The Sweet Art of Being Alone
The Solitude of the Street Photographer & Giving Oneself Up to the Moment
Lately I have been having memories softly fading in and out of my mind, tender memories of when I first moved to New York City and started street photography. These memories are tinged with elation, wonder, and loneliness. The kind of loneliness that is felt sitting on a crowded train, surrounded by people, all of them strangers, inaccessible to me. It was loneliness, paired with a curiosity about the world around me that brought me to pick up a camera 10 years ago. In this post I will speak about loneliness (or aloneness) in a particular way - as nourishment, as something essential not just for an artist and their creation, but for all people.
What attracted me to street photography as an art form (instead of painting for example) was the peculiar mix of the photographer spending time alone in a sea of strangers. Painting, writing, sculpting - all of these demand solitude, a total retreat from the outside world and into oneself. Street photography demands one’s wholehearted participation in the world, and one’s complete surrender to the present. It is the sweet art of being alone with the world, exploring it, playing with it, never divorced from it for a single moment.
I have found that my meditation practice echoes my street photography, or does my street photography echo my meditation practice?

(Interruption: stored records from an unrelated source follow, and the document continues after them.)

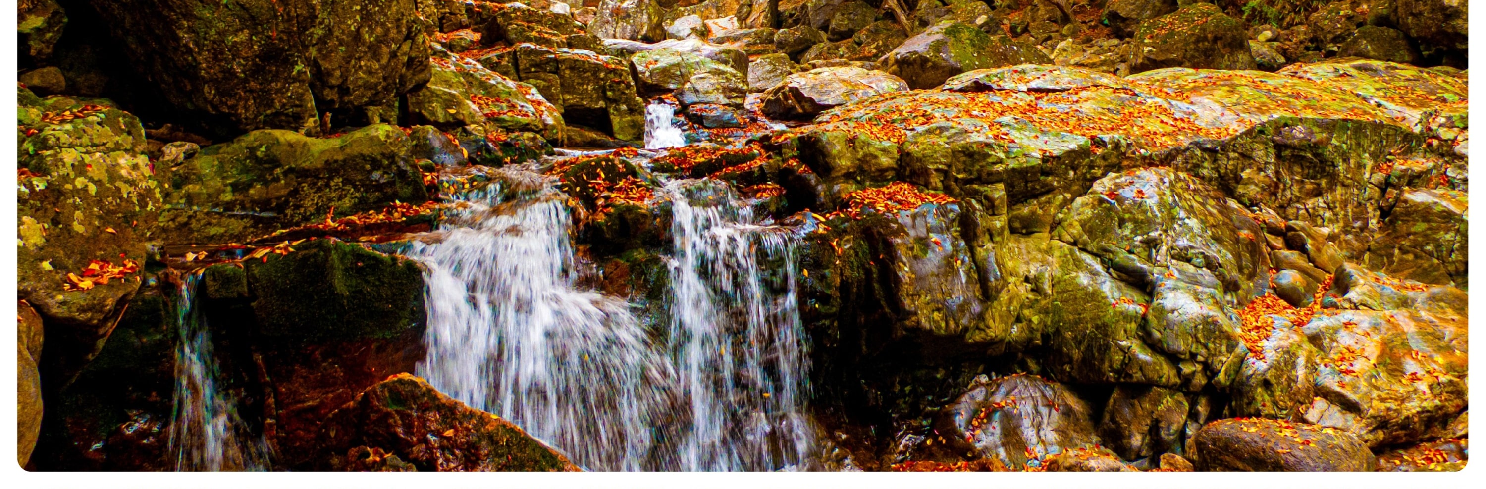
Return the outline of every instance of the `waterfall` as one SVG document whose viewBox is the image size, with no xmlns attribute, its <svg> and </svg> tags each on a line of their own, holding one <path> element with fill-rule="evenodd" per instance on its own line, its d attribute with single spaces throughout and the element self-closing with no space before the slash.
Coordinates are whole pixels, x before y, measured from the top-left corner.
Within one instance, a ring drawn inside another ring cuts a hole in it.
<svg viewBox="0 0 1486 489">
<path fill-rule="evenodd" d="M 554 181 L 501 172 L 493 189 L 459 198 L 437 242 L 407 251 L 428 282 L 428 357 L 416 373 L 583 467 L 643 470 L 675 375 L 623 300 L 574 287 L 571 217 Z"/>
<path fill-rule="evenodd" d="M 687 146 L 681 128 L 675 126 L 676 107 L 654 101 L 645 107 L 645 149 Z"/>
<path fill-rule="evenodd" d="M 175 412 L 169 428 L 175 470 L 267 470 L 267 443 L 250 433 L 238 416 L 236 398 L 218 385 L 211 328 L 195 303 L 199 281 L 199 271 L 187 273 L 175 305 L 180 343 L 175 349 Z"/>
<path fill-rule="evenodd" d="M 758 226 L 722 181 L 679 180 L 669 352 L 690 394 L 682 470 L 801 467 L 807 357 L 795 302 L 794 235 Z"/>
</svg>

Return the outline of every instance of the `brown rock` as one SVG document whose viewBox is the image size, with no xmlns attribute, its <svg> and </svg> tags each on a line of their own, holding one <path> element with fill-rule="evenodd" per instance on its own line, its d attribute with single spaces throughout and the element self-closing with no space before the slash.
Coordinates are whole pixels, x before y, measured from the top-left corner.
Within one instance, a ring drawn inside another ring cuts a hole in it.
<svg viewBox="0 0 1486 489">
<path fill-rule="evenodd" d="M 1370 471 L 1376 464 L 1342 430 L 1262 418 L 1214 421 L 1198 430 L 1187 452 L 1202 471 Z"/>
<path fill-rule="evenodd" d="M 330 470 L 366 468 L 358 453 L 395 455 L 422 471 L 578 470 L 522 428 L 407 373 L 367 388 L 330 413 L 321 440 L 321 467 Z"/>
</svg>

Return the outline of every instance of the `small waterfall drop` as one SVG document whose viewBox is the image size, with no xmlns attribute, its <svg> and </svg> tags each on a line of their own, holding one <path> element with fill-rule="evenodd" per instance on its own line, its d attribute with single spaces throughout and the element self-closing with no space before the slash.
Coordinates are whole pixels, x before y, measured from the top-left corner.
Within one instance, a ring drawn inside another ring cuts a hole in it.
<svg viewBox="0 0 1486 489">
<path fill-rule="evenodd" d="M 664 193 L 675 241 L 667 346 L 692 418 L 679 468 L 799 468 L 813 431 L 795 236 L 755 224 L 722 181 L 672 181 Z"/>
<path fill-rule="evenodd" d="M 187 273 L 175 305 L 180 343 L 175 349 L 175 409 L 169 428 L 175 470 L 267 470 L 267 443 L 250 433 L 238 416 L 236 398 L 218 383 L 211 328 L 196 308 L 199 281 L 199 271 Z"/>
<path fill-rule="evenodd" d="M 643 470 L 675 375 L 623 300 L 574 287 L 571 217 L 554 181 L 499 172 L 522 189 L 459 198 L 438 241 L 407 251 L 428 282 L 428 357 L 416 373 L 590 470 Z"/>
<path fill-rule="evenodd" d="M 687 146 L 681 128 L 675 125 L 676 107 L 664 101 L 652 101 L 645 107 L 645 149 Z"/>
</svg>

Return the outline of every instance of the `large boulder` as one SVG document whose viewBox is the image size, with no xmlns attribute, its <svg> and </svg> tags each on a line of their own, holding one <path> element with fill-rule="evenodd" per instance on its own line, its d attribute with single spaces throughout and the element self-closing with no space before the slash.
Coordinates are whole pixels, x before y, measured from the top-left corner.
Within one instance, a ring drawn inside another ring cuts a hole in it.
<svg viewBox="0 0 1486 489">
<path fill-rule="evenodd" d="M 747 77 L 742 71 L 706 56 L 672 48 L 637 52 L 630 56 L 630 64 L 635 67 L 640 88 L 646 91 L 675 91 L 701 73 L 740 80 L 742 86 L 747 88 Z"/>
<path fill-rule="evenodd" d="M 603 0 L 588 31 L 603 39 L 657 42 L 666 39 L 664 21 L 655 0 Z"/>
<path fill-rule="evenodd" d="M 1464 61 L 1470 39 L 1470 1 L 1397 0 L 1398 30 L 1419 42 L 1424 51 L 1441 51 Z M 1464 67 L 1464 64 L 1461 64 Z"/>
<path fill-rule="evenodd" d="M 428 199 L 397 126 L 337 138 L 265 129 L 201 152 L 172 172 L 160 238 L 244 242 L 278 229 Z"/>
<path fill-rule="evenodd" d="M 1091 412 L 1061 383 L 1010 375 L 976 382 L 941 410 L 935 443 L 1006 467 L 1040 467 L 1052 455 L 1098 443 Z"/>
<path fill-rule="evenodd" d="M 314 129 L 324 111 L 372 117 L 367 110 L 395 106 L 429 77 L 413 0 L 91 6 L 165 100 L 208 122 L 224 119 L 224 132 Z"/>
<path fill-rule="evenodd" d="M 1177 0 L 1110 0 L 1104 3 L 1104 15 L 1100 18 L 1110 33 L 1119 37 L 1135 34 L 1140 22 L 1177 10 Z"/>
<path fill-rule="evenodd" d="M 92 358 L 140 287 L 162 183 L 140 120 L 107 100 L 19 89 L 18 293 L 46 318 L 48 389 Z"/>
<path fill-rule="evenodd" d="M 536 132 L 550 141 L 562 138 L 562 114 L 535 86 L 443 49 L 435 49 L 431 59 L 434 74 L 428 85 L 407 95 L 415 123 L 443 129 L 486 125 Z"/>
<path fill-rule="evenodd" d="M 319 470 L 412 465 L 419 471 L 575 471 L 566 456 L 495 415 L 397 375 L 333 412 Z M 389 461 L 395 458 L 397 461 Z"/>
<path fill-rule="evenodd" d="M 1129 71 L 1186 67 L 1254 70 L 1244 24 L 1211 3 L 1193 3 L 1135 27 Z"/>
<path fill-rule="evenodd" d="M 764 113 L 773 117 L 811 117 L 826 109 L 878 94 L 906 91 L 902 79 L 857 67 L 814 68 L 786 76 L 764 92 Z"/>
<path fill-rule="evenodd" d="M 1204 471 L 1370 471 L 1367 446 L 1340 430 L 1278 419 L 1220 419 L 1192 437 Z"/>
<path fill-rule="evenodd" d="M 878 61 L 883 71 L 902 77 L 915 89 L 939 86 L 945 79 L 970 70 L 1028 62 L 1052 64 L 1052 59 L 1033 46 L 991 37 L 960 22 L 930 27 Z"/>
<path fill-rule="evenodd" d="M 21 65 L 37 65 L 51 58 L 65 25 L 67 12 L 56 0 L 21 0 L 16 4 Z"/>
<path fill-rule="evenodd" d="M 21 300 L 16 305 L 15 330 L 15 415 L 16 415 L 16 464 L 27 467 L 36 438 L 42 433 L 42 317 L 31 305 Z"/>
<path fill-rule="evenodd" d="M 562 111 L 563 123 L 584 125 L 615 138 L 645 137 L 645 101 L 624 59 L 590 51 L 520 43 L 478 58 L 480 64 L 528 83 Z"/>
</svg>

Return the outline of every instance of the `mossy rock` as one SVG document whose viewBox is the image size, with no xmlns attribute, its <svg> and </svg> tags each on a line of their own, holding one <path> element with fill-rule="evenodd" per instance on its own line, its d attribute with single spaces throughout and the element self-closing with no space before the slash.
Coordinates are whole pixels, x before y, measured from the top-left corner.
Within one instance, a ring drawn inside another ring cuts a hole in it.
<svg viewBox="0 0 1486 489">
<path fill-rule="evenodd" d="M 334 239 L 294 250 L 245 263 L 262 336 L 321 342 L 394 337 L 424 327 L 416 263 Z"/>
<path fill-rule="evenodd" d="M 172 172 L 166 242 L 242 242 L 278 229 L 428 199 L 410 138 L 373 125 L 339 138 L 265 129 L 204 147 Z"/>
</svg>

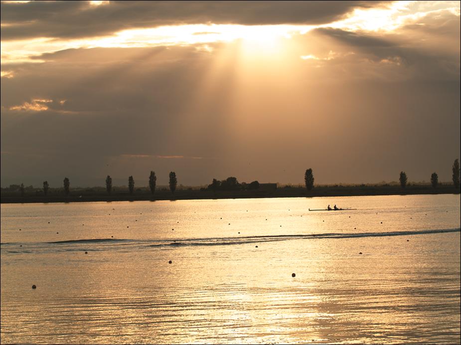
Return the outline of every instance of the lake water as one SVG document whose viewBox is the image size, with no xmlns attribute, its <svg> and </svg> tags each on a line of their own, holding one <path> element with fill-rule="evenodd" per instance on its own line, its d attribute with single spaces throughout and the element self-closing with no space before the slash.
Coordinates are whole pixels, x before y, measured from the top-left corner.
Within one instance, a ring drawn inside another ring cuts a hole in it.
<svg viewBox="0 0 461 345">
<path fill-rule="evenodd" d="M 460 343 L 459 195 L 3 204 L 1 242 L 2 344 Z"/>
</svg>

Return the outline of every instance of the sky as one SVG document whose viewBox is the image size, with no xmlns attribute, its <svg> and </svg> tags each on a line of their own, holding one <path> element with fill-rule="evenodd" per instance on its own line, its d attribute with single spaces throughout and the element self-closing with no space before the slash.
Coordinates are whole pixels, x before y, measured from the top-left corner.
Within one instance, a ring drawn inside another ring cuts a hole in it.
<svg viewBox="0 0 461 345">
<path fill-rule="evenodd" d="M 1 2 L 1 185 L 451 179 L 459 1 Z"/>
</svg>

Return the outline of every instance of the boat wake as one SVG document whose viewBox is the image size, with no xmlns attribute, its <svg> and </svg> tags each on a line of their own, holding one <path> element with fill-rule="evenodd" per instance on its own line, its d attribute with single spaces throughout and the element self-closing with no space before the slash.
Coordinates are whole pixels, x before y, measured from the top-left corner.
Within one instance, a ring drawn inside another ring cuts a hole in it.
<svg viewBox="0 0 461 345">
<path fill-rule="evenodd" d="M 299 239 L 335 239 L 360 237 L 378 237 L 393 236 L 413 236 L 429 234 L 460 232 L 461 228 L 421 230 L 412 231 L 388 231 L 384 232 L 340 233 L 331 232 L 318 234 L 274 235 L 267 236 L 248 236 L 235 237 L 213 237 L 203 238 L 186 238 L 180 239 L 137 240 L 120 238 L 79 239 L 64 241 L 56 241 L 43 243 L 1 243 L 3 250 L 9 253 L 26 253 L 28 251 L 40 251 L 45 246 L 54 251 L 74 251 L 82 250 L 111 250 L 118 248 L 131 250 L 133 246 L 148 249 L 149 248 L 174 248 L 180 247 L 202 246 L 244 245 L 277 241 Z"/>
</svg>

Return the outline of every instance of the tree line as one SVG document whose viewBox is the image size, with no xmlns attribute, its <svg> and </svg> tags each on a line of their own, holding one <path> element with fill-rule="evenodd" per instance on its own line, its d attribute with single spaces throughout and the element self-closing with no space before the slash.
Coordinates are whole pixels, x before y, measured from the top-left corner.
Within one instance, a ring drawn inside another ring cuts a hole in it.
<svg viewBox="0 0 461 345">
<path fill-rule="evenodd" d="M 460 188 L 460 162 L 458 159 L 455 160 L 452 167 L 452 178 L 453 181 L 453 184 L 456 189 L 458 189 Z M 174 194 L 177 184 L 177 178 L 176 176 L 176 173 L 174 172 L 170 172 L 168 177 L 169 189 L 171 193 Z M 406 173 L 404 171 L 400 172 L 399 180 L 400 183 L 400 186 L 402 189 L 405 189 L 407 186 L 408 179 Z M 314 187 L 314 176 L 311 169 L 309 168 L 306 171 L 304 174 L 304 180 L 306 189 L 308 191 L 311 190 Z M 149 175 L 149 188 L 153 195 L 155 192 L 156 181 L 157 177 L 155 175 L 155 172 L 151 171 L 151 174 Z M 433 187 L 437 188 L 439 184 L 439 175 L 437 172 L 433 172 L 431 175 L 431 184 Z M 11 185 L 10 187 L 14 187 L 15 186 L 19 187 L 18 189 L 22 196 L 24 195 L 25 190 L 26 188 L 32 188 L 31 185 L 25 187 L 24 186 L 23 183 L 21 183 L 19 186 Z M 70 192 L 70 181 L 67 177 L 64 178 L 63 181 L 63 186 L 64 193 L 66 195 L 69 195 Z M 220 181 L 216 178 L 213 178 L 212 182 L 210 184 L 208 185 L 207 188 L 202 189 L 208 189 L 216 192 L 218 190 L 254 190 L 259 189 L 259 182 L 258 181 L 253 181 L 250 183 L 245 183 L 245 182 L 241 183 L 239 182 L 236 177 L 231 176 Z M 43 181 L 43 194 L 46 195 L 49 189 L 48 181 Z M 112 191 L 112 178 L 109 175 L 108 175 L 107 177 L 106 177 L 106 189 L 108 194 L 110 195 Z M 133 194 L 135 191 L 135 180 L 133 176 L 130 176 L 128 177 L 128 190 L 130 194 Z"/>
<path fill-rule="evenodd" d="M 455 160 L 453 163 L 453 166 L 452 167 L 452 179 L 453 181 L 453 184 L 457 189 L 460 189 L 460 162 L 458 159 Z M 405 189 L 407 186 L 407 182 L 408 179 L 407 177 L 407 173 L 403 171 L 400 172 L 400 176 L 399 178 L 399 181 L 400 182 L 400 186 L 402 189 Z M 306 189 L 308 191 L 312 190 L 314 185 L 314 176 L 312 172 L 312 169 L 309 169 L 306 171 L 304 174 L 304 180 L 306 184 Z M 437 188 L 439 184 L 439 175 L 437 172 L 433 172 L 431 175 L 431 184 L 433 188 Z"/>
</svg>

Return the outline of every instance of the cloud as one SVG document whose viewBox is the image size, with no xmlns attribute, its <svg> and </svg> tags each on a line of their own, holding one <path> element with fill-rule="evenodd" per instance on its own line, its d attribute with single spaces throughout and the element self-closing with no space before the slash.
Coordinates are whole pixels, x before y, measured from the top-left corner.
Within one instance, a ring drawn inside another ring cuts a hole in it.
<svg viewBox="0 0 461 345">
<path fill-rule="evenodd" d="M 339 166 L 346 182 L 396 179 L 402 170 L 449 180 L 460 155 L 459 23 L 440 12 L 394 32 L 312 30 L 282 38 L 275 62 L 239 42 L 209 43 L 212 52 L 192 44 L 38 55 L 1 78 L 0 141 L 11 153 L 2 179 L 33 171 L 42 181 L 133 175 L 147 184 L 154 170 L 159 183 L 170 171 L 184 184 L 229 175 L 299 183 L 312 167 L 316 181 L 333 183 Z M 53 101 L 10 110 L 36 100 Z"/>
<path fill-rule="evenodd" d="M 337 67 L 337 77 L 459 80 L 460 24 L 459 15 L 444 11 L 396 31 L 318 28 L 299 37 L 306 42 L 300 56 L 317 66 Z"/>
<path fill-rule="evenodd" d="M 9 107 L 10 110 L 18 110 L 25 111 L 44 111 L 48 110 L 47 103 L 52 103 L 51 99 L 33 99 L 30 102 L 24 102 L 20 105 L 14 105 Z"/>
<path fill-rule="evenodd" d="M 88 37 L 129 28 L 204 23 L 319 24 L 387 1 L 111 1 L 1 3 L 1 40 Z"/>
<path fill-rule="evenodd" d="M 186 157 L 184 156 L 178 156 L 178 155 L 144 155 L 144 154 L 134 154 L 134 155 L 128 155 L 128 154 L 123 154 L 121 155 L 121 157 L 125 157 L 126 158 L 157 158 L 158 159 L 192 159 L 192 160 L 201 160 L 203 159 L 203 157 Z"/>
<path fill-rule="evenodd" d="M 12 71 L 1 71 L 0 76 L 1 76 L 1 78 L 10 79 L 14 77 L 14 73 L 13 73 Z"/>
</svg>

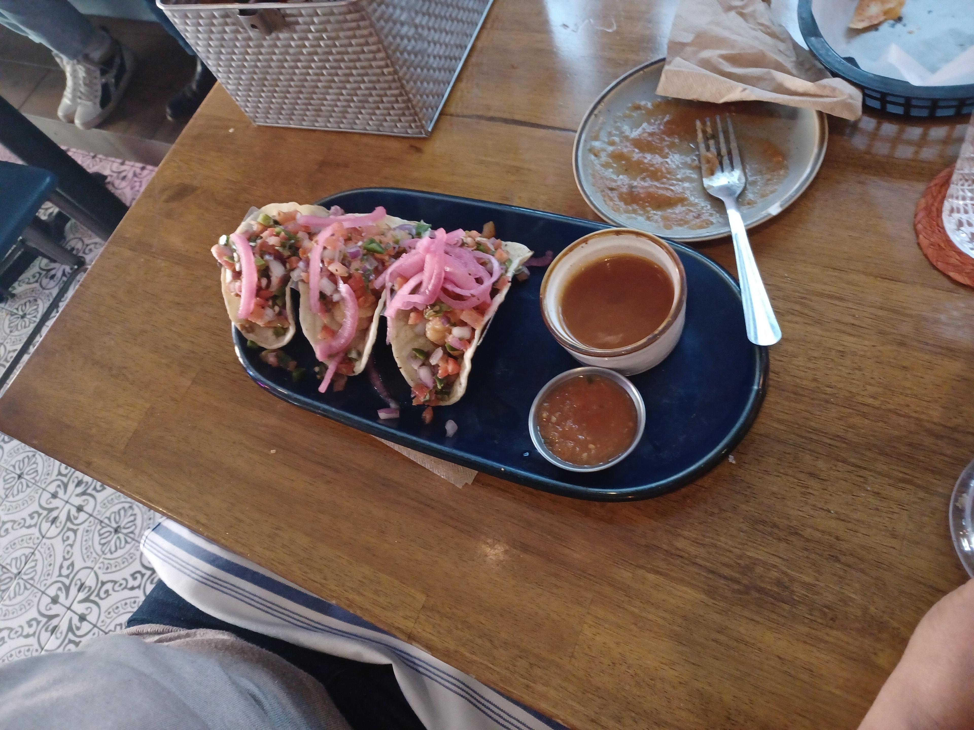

There have been many writings on the parallels between meditation and street photography. There’s even a book called Zen Camera which creatively combines the principles of Zen Buddhism with developing self-expression in photography as a method of self-discovery. I will write more about the curious parallels between meditation and street photography in a later post. But the description I have heard most often from various photographers (including myself) that aligns street photography with meditation is the importance of giving ourselves up to the moment that is in front of us. If one is distracted on the street - the photograph is gone, the moment is gone. We lament, dust ourselves off, and continue wandering, ears and eyes perked up to the world, ready for that next moment.
When I speak of aloneness, I don’t simply mean being free of others. Aloneness for me is also a willing detachment from distracting technologies, a purposefully created state in which my mind is free to roam, imagine, play. In a world where people seemingly do whatever they can to remain “busy” or “engaged”, we must dare ourselves to be bored. Sit outside, watch the ants scurry about, do nothing. Stare into space and see the magic of the light playing through the trees. Feel the desire to photograph that moment, to make something out of “nothing”. We can only feel the inspiration of the moment if we completely give ourselves up to it.
Well said! I love that concept of “being alone WITH the world.” Loneliness can suggest a certain sadness, while aloneness is more often positive and nourishing. Both can inspire creativity.
Being alone with the world so that you can be in the moment sums up my experience as well. I cannot be with someone and photograph at the same time. My attention is split between the person and the process, neither getting the necessary attention.